If you’re watching your waistline, a different Tropicana product, Trop50 Orange has 50 percent less sugar and calories than regular orange juice. Of course, it’s 60 percent added water and only 40 percent juice and is sweetened with the safe high-potency plant-based sweetener Reb A (Pure Via). Trop50 is a smart choice if you like the sweeter taste, says Nutrition Action. (Some Trop50 products play the usual tricks, though. Its Pomegranate Blueberry variety has more apple juice than pomegranate juice and more grape juice than blueberry juice.)
Other examples of juice aisle trickery exposed in Nutrition Action include:
• Ocean Spray Cran-Energy Raspberry. To its credit, it only has 35 calories per serving. Its “energy” presumably comes from its green tea extract’s 55 milligrams of caffeine and not added B vitamins. Otherwise, the drink is basically water, juice (again, more cheap grape than the touted, but more expensive, cranberry or raspberry), added vitamins, safe artificial sweeteners, and, to its discredit, Red 40 dye.
• IZZE. Most carbonated juice drinks like IZZE have no fewer calories than ordinary juice or cola, according to Nutrition Action. Once more, apple and white grape juice are the primary juices, even in IZZE’s more exotic flavors, such as Sparkling Blackberry, Blueberry, Clementine, Grapefruit, Lime, Peach, and Pomegranate. The IZZE Esque line has 50 calories per 12 ounce bottle because it’s 25 percent juice. Nutrition Action suggests adding seltzer to nutrient-rich orange juice to make a lower-calorie “sparkling” juice.

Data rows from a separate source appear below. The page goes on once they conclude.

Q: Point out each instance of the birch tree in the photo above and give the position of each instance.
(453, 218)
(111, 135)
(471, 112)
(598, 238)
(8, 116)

• Vita Coco Coconut Water has “more than 15 times the electrolytes found in sports drinks,” according to the company, which goes on to advise that “Life is hectic enough, and you should be hydrated when you do it.” Any beverage hydrates you, according to Nutrition Action. And the only time one would need electrolytes in a drink is after hours of vigorous exercise. That said, coconut water has roughly just 40 fat-free calories per cup and is a decent source of beneficial potassium.

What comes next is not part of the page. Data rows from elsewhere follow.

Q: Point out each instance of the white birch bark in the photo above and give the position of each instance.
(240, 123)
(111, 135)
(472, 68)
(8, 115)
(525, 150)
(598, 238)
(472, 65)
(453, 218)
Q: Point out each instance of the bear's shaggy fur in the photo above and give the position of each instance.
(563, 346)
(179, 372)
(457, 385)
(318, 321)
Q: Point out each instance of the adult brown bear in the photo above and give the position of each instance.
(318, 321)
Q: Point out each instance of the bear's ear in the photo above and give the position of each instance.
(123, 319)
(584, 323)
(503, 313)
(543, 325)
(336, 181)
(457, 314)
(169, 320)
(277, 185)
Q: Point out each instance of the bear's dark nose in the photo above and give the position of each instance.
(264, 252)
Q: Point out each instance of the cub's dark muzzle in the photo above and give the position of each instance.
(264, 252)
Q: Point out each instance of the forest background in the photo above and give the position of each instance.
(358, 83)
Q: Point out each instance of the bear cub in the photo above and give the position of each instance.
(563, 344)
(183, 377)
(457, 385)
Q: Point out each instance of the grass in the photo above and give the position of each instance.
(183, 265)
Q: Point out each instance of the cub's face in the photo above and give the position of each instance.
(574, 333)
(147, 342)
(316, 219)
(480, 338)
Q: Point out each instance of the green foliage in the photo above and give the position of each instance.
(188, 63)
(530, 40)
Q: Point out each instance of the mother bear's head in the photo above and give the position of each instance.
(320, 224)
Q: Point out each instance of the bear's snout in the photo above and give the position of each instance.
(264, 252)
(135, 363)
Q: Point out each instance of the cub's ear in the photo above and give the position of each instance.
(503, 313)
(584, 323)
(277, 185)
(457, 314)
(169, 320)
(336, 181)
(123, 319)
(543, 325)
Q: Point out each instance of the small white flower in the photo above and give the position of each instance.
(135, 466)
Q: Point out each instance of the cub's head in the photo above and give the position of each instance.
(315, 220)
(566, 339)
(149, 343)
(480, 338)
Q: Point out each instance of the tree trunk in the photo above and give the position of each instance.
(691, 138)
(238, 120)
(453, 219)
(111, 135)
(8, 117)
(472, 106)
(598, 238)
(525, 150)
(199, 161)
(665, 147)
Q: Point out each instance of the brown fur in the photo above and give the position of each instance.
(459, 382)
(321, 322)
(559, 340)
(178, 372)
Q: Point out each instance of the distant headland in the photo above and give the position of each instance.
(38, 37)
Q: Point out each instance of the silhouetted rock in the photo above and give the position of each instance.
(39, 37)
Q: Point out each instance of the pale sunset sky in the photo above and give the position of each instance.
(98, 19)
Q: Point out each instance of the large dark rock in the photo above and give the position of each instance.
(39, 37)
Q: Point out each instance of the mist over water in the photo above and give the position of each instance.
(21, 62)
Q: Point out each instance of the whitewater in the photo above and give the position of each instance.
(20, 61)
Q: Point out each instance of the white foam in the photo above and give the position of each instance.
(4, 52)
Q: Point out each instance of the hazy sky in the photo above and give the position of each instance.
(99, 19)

• Welch’s 100% Grape Juice with Fiber gives the impression that its fiber might come from “the whole Concord grape—skins and seeds included.” Rather, the fiber comes from the additive maltodextrin, a starch-like carbohydrate that resists digestion. Nutrition Action says there’s no good evidence that maltodextrin, or the dextrin added to V8 High Fiber or Sunsweet PlumSmart and Prune Juice Light, confers the kind of benefits as the fiber found in naturally in foods.

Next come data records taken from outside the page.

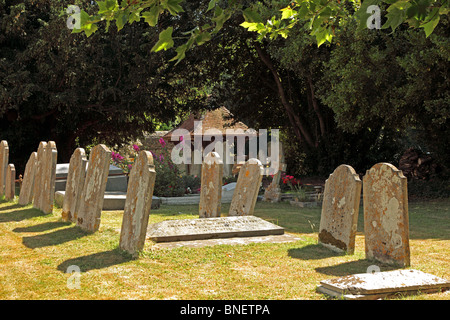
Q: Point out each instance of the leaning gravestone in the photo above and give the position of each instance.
(340, 208)
(386, 222)
(10, 183)
(211, 186)
(74, 185)
(247, 188)
(89, 213)
(44, 184)
(4, 159)
(138, 204)
(26, 190)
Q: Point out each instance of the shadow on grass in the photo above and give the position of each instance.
(353, 267)
(313, 252)
(43, 226)
(97, 260)
(19, 215)
(53, 238)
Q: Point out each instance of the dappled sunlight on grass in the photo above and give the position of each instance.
(36, 251)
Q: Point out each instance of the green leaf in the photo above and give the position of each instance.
(395, 18)
(151, 16)
(121, 20)
(430, 25)
(165, 40)
(90, 29)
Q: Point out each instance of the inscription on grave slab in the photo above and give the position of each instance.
(223, 227)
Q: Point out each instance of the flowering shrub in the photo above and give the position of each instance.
(169, 180)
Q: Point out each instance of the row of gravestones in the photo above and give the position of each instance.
(85, 188)
(385, 202)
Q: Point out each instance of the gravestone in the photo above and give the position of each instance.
(37, 189)
(247, 188)
(26, 190)
(4, 159)
(138, 203)
(44, 184)
(211, 186)
(211, 228)
(89, 213)
(340, 208)
(74, 186)
(378, 285)
(273, 190)
(386, 222)
(10, 183)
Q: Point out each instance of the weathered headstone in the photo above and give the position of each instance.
(247, 188)
(378, 285)
(273, 190)
(89, 213)
(138, 204)
(4, 159)
(386, 222)
(74, 185)
(44, 184)
(27, 188)
(340, 208)
(211, 186)
(37, 189)
(10, 183)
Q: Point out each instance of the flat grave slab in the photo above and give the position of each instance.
(382, 284)
(211, 228)
(282, 238)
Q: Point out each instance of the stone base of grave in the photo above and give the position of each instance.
(379, 285)
(211, 228)
(113, 200)
(227, 241)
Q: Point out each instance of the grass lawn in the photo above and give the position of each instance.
(37, 249)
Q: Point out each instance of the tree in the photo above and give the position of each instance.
(55, 85)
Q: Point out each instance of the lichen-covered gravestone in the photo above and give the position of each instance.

Nutrition Action also calculated scores for various juices based on the levels of 12 vitamins, minerals, and carotenoids, plus fiber. Carrot juice led the pack thanks to its high vitamin A and potassium content. Orange juice ranked second, followed by tomato juice (low sodium variety), grapefruit, prune, pineapple, unsweetened cranberry, coconut water, and perhaps surprisingly, considering all the hype generated by POM, pomegranate. Apple and grape juice came in last.